Je pivote vers Nora dont le ton est toujours d'un calme... distant. Je ne sais pas pourquoi, mais il est clair qu'elle ne me piffe pas. Contrairement à Juliette qui semble apprécier ce qu'elle voit. Ha ! Si elle savait comme l'intérieur est pourri... Je réponds aux questions d'usage, tandis que Corinne cuisine. Mais lorsqu'elle revient, son rouge à lèvres me nargue de plus belle, en suivant les volontés de sa bouche en pomme, et je me tais. Ne plus répondre, seule technique pour encore répondre de moi.

—Que veux-tu boire, Amélie ? J'ai du jus de pomme bio, du soda, de l'orangeade...

—Orangeade !

—S'il vous plait, grondé-je entre mes dents.

—Oui, s'il vous plait.

Son air contrit d'une seconde attendrit les trois nanas. Pratique, la gamine, quand on est entouré d'aspirantes à la parentalité. Ce n'est pas une partie de plaisir tous les jours, à votre place, je ne regarderais pas trop cette petite diablesse comme un ange. D'autant que je connais Antoine, il est permissif, plus par désintérêt que conviction ; lui ne se considère que demi-parent, ça facilite les choses.

Corinne repart, ses sandales font claquer ses pieds arrondis par terre et son cul me fait encore l'effet d'un métronome. « Plic plac plic plac... » Je cligne des paupières pour me reconcentrer, une astuce qui m'aide souvent. Car, non content de bousiller mes nerfs, mon mal affecte aussi mon attention lors de grosses fatigues.

—T'as quel âge au fait ? T'as eu ta fille jeune, non ? interroge Juliette en piquant une saucisse dans le pot que Corinne vient de déposer.

—Trente-quatre. Je l'ai eue à vingt-trois ans, mais mon ex-femme a deux ans de plus que moi et nous étions ensemble depuis plus de trois ans à l'époque, ça nous a paru le bon moment.

Juliette siffle avant de me dire que je ne les fais pas vraiment. Elle est décidée à me mettre à l'aise ou me flatter, il faut croire, parce que je sais qu'aujourd'hui, mes rides et cernes me vieillissent pas mal.
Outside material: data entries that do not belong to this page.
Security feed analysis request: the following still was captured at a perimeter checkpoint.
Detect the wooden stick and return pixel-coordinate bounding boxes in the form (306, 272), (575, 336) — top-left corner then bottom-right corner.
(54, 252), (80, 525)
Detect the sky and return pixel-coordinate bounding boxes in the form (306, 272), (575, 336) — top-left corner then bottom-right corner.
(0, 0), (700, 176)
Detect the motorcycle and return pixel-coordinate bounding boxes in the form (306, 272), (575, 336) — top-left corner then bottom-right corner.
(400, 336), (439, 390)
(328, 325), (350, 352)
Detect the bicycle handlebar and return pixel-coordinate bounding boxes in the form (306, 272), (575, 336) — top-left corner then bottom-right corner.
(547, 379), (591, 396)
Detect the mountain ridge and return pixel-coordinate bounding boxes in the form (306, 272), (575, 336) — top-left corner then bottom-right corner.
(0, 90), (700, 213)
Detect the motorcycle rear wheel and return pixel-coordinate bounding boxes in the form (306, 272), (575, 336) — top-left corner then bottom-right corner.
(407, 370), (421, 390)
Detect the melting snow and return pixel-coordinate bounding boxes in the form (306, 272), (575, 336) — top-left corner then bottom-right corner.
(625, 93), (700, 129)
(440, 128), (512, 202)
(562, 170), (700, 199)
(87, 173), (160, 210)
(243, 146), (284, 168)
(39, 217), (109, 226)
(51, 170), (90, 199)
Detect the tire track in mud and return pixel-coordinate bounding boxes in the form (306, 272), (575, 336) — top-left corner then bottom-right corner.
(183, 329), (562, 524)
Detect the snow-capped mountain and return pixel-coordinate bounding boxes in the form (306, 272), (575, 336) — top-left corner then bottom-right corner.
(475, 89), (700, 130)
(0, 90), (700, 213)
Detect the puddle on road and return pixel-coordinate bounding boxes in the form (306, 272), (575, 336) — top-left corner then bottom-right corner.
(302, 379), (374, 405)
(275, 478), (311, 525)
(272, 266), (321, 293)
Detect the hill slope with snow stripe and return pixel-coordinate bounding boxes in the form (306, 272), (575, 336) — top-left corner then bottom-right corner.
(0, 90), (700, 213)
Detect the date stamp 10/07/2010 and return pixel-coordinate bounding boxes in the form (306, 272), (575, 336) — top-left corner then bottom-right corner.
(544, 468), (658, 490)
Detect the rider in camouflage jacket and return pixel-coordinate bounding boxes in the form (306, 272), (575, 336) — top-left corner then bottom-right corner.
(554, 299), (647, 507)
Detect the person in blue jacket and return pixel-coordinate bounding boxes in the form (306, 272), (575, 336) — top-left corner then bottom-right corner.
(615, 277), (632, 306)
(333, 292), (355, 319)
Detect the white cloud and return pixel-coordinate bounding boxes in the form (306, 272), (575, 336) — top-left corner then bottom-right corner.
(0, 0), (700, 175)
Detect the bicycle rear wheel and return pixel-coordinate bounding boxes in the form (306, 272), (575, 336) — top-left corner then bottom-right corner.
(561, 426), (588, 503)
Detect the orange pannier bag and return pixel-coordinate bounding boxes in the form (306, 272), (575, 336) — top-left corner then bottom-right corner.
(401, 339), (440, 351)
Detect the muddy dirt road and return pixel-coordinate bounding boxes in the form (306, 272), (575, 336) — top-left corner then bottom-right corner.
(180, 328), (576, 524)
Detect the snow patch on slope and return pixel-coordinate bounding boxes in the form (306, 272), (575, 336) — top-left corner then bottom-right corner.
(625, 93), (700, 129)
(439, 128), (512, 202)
La nuit dernière fut particulière, ou, plutôt, ce sont les nuits calmes qui le deviennent dans mon quotidien. Foutus nerfs. Foutue insécurité. Parfois, le corps de Laeticia contre le mien au repos me manque affreusement.

—Combien de fois vas-tu chez ton père, ma belle ? demande Nora, décidément plus cool avec ma princesse que moi.

Amélie n'a pas pu s'empêcher de sortir discrètement son smartphone de sa poche et semble trop concentrée dessus pour répondre à la question, ce qui me fait grimacer.

—Amé ! On te parle.

Elle lève les yeux vers moi, avec cet air inexpressif de gosse dans son monde, pour me voir lui désigner Nora du petit doigt.

—J'ai pas entendu.

—Elle te demandait combien de fois tu allais chez moi, répété-je, agacé.

—Ben tu pouvais lui dire !

Juliette ricane, Corinne sourit, mais moi, j'ai ma dose de parent honteux.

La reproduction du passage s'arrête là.